The consequence of this was that a bitterly divided Grand Old Party was able to nominate the staunchly conservative Senator Barry Goldwater of Arizona, who ran with the equally conservative Republican National Committee chair, Congressman William E. Miller of New York. The staunch conservative Goldwater was widely seen in the liberal Northeastern United States as a right-wing extremist; he had voted against the Civil Rights Act of 1964, and the Johnson campaign portrayed him as a warmonger who as president would provoke a nuclear war.

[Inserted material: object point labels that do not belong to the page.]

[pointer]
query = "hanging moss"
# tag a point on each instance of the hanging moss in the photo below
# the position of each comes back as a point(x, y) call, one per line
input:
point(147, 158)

In contrast to New York, Pennsylvania, New Jersey, Massachusetts, Connecticut, Rhode Island and Michigan, Goldwater did not write upper New England off from the beginning of his presidential campaign before Kennedy's assassination. However, Goldwater's self-avowed extremism was such that he was the first Republican disendorsed by many newspapers in the region since the party was founded. Polls never gave any doubt that Goldwater would lose Maine, despite considerable September campaigning by running mate Miller.